Nation

After a devastating tsunami destroys all that they have ever known, Mau, an island boy, and Daphne, an aristocratic English girl, together with a small band of refugees, set about rebuilding their community and all the things that are important in their lives.

The Day Of the Pelican

Meli Lleshi is positive that her drawing of her teacher with his pelican nose started it all. The Lleshis are Albanians living in Kosovo, a country trying to fight off Serbian oppressors, and suddenly they are homeless refugees. Old and young alike, they find their courage tested by hunger, illness, the long, arduous journey, and danger on every side. Then, unexpectedly, they are brought to America by a church group and begin a new life in a small Vermont town. The events of 9/11 bring more challenges for this Muslim family–but this country is their home now and there can be no turning back. A compassionate, powerful novel by a master storyteller.

Read more about The Day of the Pelican in WOW Review.

My Name Is Sangoel

As a refugee from Sudan to the United States, Sangoel is frustrated that no one can pronounce his name correctly until he finds a clever way to solve the problem.

Read more about My Name Is Sangoel in WOW Review.

This book has been included in WOW’s Language and Learning: Children’s and Young Adult Fiction Booklist. For our current list, visit our Booklist page under Resources in the green navigation bar.

Tropical Secrets: Holocaust Refugees in Cuba

Daniel has escaped Nazi Germany with nothing but a desperate dream that he might one day find his parents again. But that golden land called New York has turned away his ship full of refugees, and Daniel finds himself in Cuba. As the tropical island begins to work its magic on him, the young refugee befriends a local girl with some painful secrets of her own. Yet even in Cuba, the Nazi darkness is never far away . . .

See the review at WOW Review, Volume 3, Issue 2

Two Suns in the Sky

In 1944, an Upstate New York teenager named Christine meets and falls in love with Adam, a Yugoslavian Jew living in a refugee camp, despite their parents’ conviction that they do not belong together.

The Best Eid Ever

It’s Eid, and Aneesa should be happy, but her parents are thousands of miles away in Saudi Arabia for the Hajj pilgrimage. To cheer her up, her grandmother gives her a gift of beautiful clothes from Pakistan, one outfit for each of the three days of Eid. She even prepares lamb korma, Aneesa’s favorite dinner, which they will enjoy when they return from prayers. At the prayer hall, Aneesa meets two sisters who are not dressed in new clothes for the holiday. Aneesa discovers that the girls are refugees. With their father, they have fled from their war-torn country. Aneesa can’t stop thinking about the girls and what Eid must be like for them. That’s when Aneesa comes up with a plan to help the girls celebrate Eid and make it the best Eid holiday ever.

Greater Than Angels

In 1940, Anna Hirsch and her family are captured by the Nazis and deported to a refugee camp in the south of France. The children held in the camp are sent to Le Chambon, a tiny village whose citizens have agreed to care for deported children. There, in the face of escalating dominance and threats from the Nazi party, the good people of Le Chambon protect the refugees.

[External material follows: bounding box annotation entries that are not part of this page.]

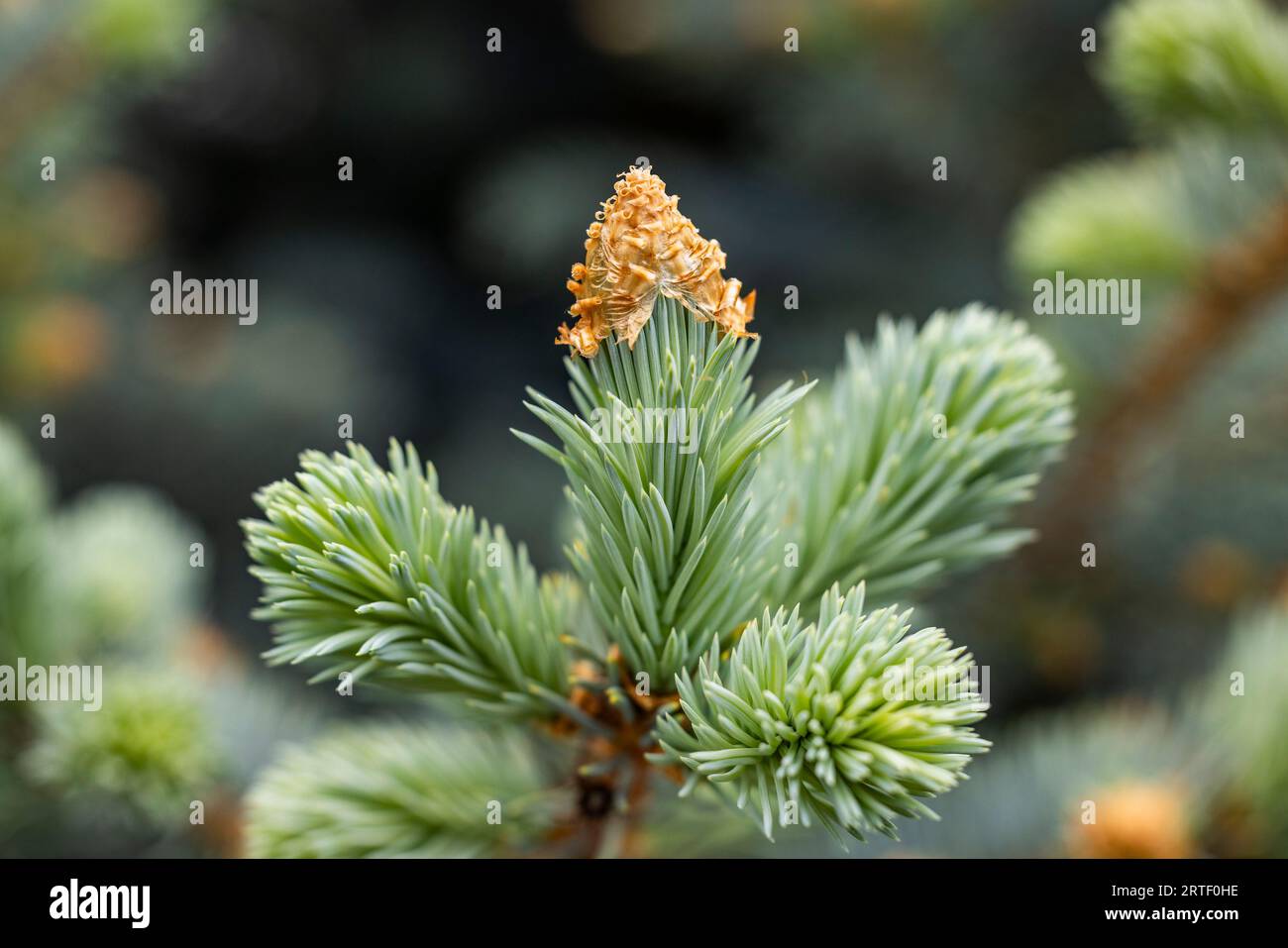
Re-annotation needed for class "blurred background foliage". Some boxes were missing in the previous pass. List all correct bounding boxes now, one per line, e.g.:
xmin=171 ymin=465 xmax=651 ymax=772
xmin=0 ymin=0 xmax=1288 ymax=855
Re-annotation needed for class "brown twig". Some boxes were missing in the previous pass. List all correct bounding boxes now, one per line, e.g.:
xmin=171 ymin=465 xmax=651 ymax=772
xmin=1033 ymin=195 xmax=1288 ymax=559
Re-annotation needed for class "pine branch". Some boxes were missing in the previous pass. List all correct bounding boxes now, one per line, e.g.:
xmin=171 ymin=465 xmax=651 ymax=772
xmin=515 ymin=297 xmax=807 ymax=686
xmin=248 ymin=724 xmax=559 ymax=859
xmin=242 ymin=443 xmax=571 ymax=717
xmin=658 ymin=586 xmax=988 ymax=840
xmin=22 ymin=666 xmax=218 ymax=827
xmin=1190 ymin=603 xmax=1288 ymax=858
xmin=760 ymin=305 xmax=1073 ymax=612
xmin=1102 ymin=0 xmax=1288 ymax=136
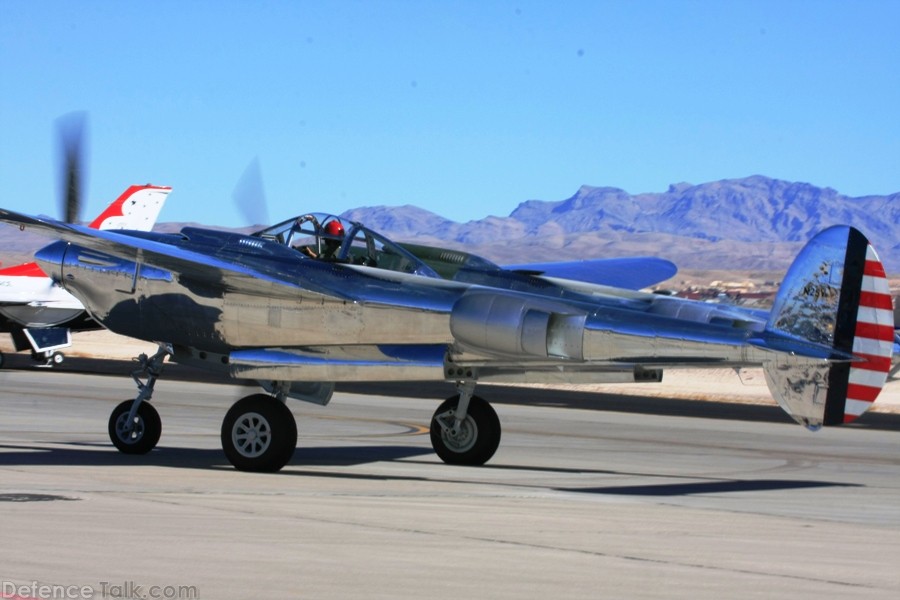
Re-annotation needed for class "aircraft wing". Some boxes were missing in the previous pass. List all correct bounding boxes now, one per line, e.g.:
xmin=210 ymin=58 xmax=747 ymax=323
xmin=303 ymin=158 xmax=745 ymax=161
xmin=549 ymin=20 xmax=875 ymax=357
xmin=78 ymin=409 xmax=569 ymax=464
xmin=503 ymin=256 xmax=678 ymax=290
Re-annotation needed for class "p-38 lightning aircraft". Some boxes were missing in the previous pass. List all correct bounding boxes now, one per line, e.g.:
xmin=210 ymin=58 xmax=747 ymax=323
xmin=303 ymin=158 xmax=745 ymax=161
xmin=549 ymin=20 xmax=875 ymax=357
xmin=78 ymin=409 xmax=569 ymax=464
xmin=0 ymin=205 xmax=894 ymax=471
xmin=0 ymin=185 xmax=172 ymax=367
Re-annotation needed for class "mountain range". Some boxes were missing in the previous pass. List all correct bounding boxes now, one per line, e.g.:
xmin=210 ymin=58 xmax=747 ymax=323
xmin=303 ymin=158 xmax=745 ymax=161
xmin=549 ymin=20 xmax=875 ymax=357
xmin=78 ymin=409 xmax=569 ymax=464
xmin=343 ymin=175 xmax=900 ymax=273
xmin=0 ymin=175 xmax=900 ymax=273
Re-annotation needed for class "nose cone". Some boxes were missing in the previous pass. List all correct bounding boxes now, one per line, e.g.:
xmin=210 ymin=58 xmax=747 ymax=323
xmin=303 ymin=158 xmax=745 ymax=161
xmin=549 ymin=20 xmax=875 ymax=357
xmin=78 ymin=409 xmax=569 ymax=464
xmin=34 ymin=242 xmax=69 ymax=283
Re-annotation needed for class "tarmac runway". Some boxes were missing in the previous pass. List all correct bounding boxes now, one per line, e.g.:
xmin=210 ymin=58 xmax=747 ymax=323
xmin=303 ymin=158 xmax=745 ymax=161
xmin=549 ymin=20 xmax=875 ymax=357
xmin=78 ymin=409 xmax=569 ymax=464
xmin=0 ymin=365 xmax=900 ymax=599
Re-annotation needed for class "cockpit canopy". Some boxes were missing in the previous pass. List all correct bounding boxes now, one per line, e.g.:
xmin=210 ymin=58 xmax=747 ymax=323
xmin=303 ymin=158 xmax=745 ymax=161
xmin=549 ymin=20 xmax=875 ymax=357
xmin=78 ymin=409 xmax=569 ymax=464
xmin=252 ymin=213 xmax=440 ymax=278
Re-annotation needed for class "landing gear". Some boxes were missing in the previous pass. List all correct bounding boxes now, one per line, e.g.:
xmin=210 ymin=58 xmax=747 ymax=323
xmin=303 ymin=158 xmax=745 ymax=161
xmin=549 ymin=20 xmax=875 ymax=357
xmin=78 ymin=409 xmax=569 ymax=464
xmin=31 ymin=350 xmax=66 ymax=368
xmin=222 ymin=394 xmax=297 ymax=473
xmin=109 ymin=400 xmax=162 ymax=454
xmin=431 ymin=383 xmax=500 ymax=466
xmin=108 ymin=346 xmax=172 ymax=454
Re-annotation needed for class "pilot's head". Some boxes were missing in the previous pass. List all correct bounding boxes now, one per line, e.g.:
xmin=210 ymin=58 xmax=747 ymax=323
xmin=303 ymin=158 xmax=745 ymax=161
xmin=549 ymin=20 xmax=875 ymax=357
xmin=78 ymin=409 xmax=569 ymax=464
xmin=323 ymin=220 xmax=344 ymax=255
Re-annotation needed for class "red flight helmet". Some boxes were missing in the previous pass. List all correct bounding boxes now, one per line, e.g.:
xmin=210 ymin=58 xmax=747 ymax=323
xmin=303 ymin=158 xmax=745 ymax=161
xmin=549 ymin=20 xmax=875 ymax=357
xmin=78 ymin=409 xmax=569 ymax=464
xmin=325 ymin=221 xmax=344 ymax=238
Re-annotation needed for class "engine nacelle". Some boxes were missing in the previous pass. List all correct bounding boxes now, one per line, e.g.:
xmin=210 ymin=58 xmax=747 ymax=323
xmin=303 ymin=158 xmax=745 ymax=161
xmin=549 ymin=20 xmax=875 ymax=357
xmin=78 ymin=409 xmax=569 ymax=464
xmin=450 ymin=290 xmax=586 ymax=360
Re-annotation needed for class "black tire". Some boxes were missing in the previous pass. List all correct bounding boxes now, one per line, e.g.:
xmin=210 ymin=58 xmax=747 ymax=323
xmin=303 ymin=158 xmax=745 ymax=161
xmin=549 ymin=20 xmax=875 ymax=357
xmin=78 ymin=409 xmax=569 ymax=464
xmin=109 ymin=400 xmax=162 ymax=454
xmin=431 ymin=396 xmax=500 ymax=466
xmin=222 ymin=394 xmax=297 ymax=473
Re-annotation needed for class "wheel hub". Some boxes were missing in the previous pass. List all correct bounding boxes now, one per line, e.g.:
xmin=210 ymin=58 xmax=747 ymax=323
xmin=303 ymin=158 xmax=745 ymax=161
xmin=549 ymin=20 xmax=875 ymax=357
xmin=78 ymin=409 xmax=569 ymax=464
xmin=116 ymin=412 xmax=144 ymax=444
xmin=231 ymin=412 xmax=272 ymax=458
xmin=440 ymin=410 xmax=478 ymax=452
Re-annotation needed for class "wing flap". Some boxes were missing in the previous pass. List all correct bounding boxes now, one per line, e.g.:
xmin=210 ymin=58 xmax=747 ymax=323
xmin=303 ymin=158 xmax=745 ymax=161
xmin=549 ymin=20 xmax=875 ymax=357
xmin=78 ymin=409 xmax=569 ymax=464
xmin=228 ymin=344 xmax=447 ymax=382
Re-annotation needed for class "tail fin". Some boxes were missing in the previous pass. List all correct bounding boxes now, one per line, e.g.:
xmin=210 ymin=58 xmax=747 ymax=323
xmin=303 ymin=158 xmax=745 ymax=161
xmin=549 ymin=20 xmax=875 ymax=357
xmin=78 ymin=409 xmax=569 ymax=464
xmin=90 ymin=184 xmax=172 ymax=231
xmin=763 ymin=226 xmax=894 ymax=429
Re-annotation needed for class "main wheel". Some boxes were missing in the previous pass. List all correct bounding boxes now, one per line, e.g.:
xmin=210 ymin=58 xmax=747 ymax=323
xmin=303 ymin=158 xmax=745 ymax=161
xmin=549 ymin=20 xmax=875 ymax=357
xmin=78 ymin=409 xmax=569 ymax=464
xmin=431 ymin=396 xmax=500 ymax=466
xmin=222 ymin=394 xmax=297 ymax=472
xmin=109 ymin=400 xmax=162 ymax=454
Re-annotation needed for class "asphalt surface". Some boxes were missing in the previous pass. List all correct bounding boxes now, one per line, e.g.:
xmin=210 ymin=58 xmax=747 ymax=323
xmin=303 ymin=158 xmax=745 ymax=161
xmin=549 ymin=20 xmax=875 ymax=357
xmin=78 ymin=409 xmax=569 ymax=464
xmin=0 ymin=355 xmax=900 ymax=599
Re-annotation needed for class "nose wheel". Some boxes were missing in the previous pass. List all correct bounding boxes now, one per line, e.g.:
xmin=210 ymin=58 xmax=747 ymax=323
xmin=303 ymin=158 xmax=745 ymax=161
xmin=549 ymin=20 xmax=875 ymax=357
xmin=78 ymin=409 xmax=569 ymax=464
xmin=431 ymin=392 xmax=500 ymax=466
xmin=109 ymin=400 xmax=162 ymax=454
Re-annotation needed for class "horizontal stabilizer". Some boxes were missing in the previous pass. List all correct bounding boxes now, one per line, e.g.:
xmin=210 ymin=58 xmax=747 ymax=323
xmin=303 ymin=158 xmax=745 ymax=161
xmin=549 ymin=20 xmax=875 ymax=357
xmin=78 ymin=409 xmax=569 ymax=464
xmin=503 ymin=256 xmax=678 ymax=290
xmin=763 ymin=226 xmax=894 ymax=429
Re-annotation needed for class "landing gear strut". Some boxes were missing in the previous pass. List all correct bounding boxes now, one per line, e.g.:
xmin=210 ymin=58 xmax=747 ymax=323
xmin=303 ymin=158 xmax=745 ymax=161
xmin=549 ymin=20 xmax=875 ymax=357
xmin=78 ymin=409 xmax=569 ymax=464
xmin=431 ymin=382 xmax=500 ymax=466
xmin=108 ymin=345 xmax=172 ymax=454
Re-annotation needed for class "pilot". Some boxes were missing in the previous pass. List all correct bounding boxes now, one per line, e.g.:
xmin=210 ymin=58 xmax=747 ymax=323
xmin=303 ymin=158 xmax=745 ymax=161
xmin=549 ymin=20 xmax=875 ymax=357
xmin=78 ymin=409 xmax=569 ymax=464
xmin=302 ymin=219 xmax=344 ymax=260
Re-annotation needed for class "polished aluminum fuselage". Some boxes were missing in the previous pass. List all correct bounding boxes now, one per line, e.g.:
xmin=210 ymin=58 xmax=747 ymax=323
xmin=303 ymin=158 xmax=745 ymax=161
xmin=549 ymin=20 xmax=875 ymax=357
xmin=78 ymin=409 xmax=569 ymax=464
xmin=38 ymin=224 xmax=780 ymax=380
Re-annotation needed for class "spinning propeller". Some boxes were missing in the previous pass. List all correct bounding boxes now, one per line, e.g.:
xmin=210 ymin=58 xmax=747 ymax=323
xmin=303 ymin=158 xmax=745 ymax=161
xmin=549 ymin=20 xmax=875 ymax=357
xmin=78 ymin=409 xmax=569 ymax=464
xmin=56 ymin=111 xmax=87 ymax=223
xmin=231 ymin=157 xmax=269 ymax=225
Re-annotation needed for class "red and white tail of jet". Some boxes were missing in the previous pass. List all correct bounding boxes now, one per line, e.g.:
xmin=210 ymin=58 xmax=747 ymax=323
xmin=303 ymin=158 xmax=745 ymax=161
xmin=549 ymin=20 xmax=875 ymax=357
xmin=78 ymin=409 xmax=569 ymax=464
xmin=0 ymin=184 xmax=172 ymax=364
xmin=0 ymin=184 xmax=172 ymax=278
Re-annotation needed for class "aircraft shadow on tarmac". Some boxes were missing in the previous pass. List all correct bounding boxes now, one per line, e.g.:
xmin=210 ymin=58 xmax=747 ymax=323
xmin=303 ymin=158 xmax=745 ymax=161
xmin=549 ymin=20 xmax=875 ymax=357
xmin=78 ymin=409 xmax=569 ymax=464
xmin=557 ymin=479 xmax=865 ymax=497
xmin=0 ymin=442 xmax=432 ymax=470
xmin=5 ymin=354 xmax=900 ymax=431
xmin=0 ymin=443 xmax=864 ymax=502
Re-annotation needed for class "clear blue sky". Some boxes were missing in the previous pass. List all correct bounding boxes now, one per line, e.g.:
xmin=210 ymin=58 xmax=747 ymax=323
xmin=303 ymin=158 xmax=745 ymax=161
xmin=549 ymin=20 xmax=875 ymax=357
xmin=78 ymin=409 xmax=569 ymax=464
xmin=0 ymin=0 xmax=900 ymax=225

Brothers in Hope: The Story of the Lost Boys of Sudan

A young boy unites with thousands of other orphaned boys to walk to safety in a refugee camp in another country, after war destroys their villages in southern Sudan. Based on true events.

Awards:
Coretta Scott King Illustrator Honor Books

Out Of Line: Growing Up Soviet

Although the Iron Curtain is gone, the memory of the high drama, tragedy, and comedy that was life in the Soviet Union remains. It meant endless lineups in the cold — lineups enlivened by poetry and paranoia. It meant family life lived in two small rooms, but a family life that was rich in love and laughter. It meant trying to escape all-seeing eyes, especially those of the old ladies in their babushkas who guarded every courtyard.

Tina Grimberg brings color and perception to a life we think of as gray, impersonal, and foreboding. She was born in Kiev and grew up feisty, bright, and funny in a tiny flat with her parents and her older sister. Her descriptions of life in that grand and beleaguered city are by turn hysterical and heartbreaking. When Tina turned fifteen, the government, desperate for foreign wheat, traded “undesireables” for food, and that meant that many Jewish families like Tina’s could leave. Until they could leave on the hair-raising journey that would eventually bring them to Indiana, she was publicly shamed and cut off, but she never lost her affectionate and clear-eyed view of her homeland. This brilliant collection of memories is an unforgettable look behind what was the Iron Curtain; at a way of life that was reality for millions of people in the twentieth century.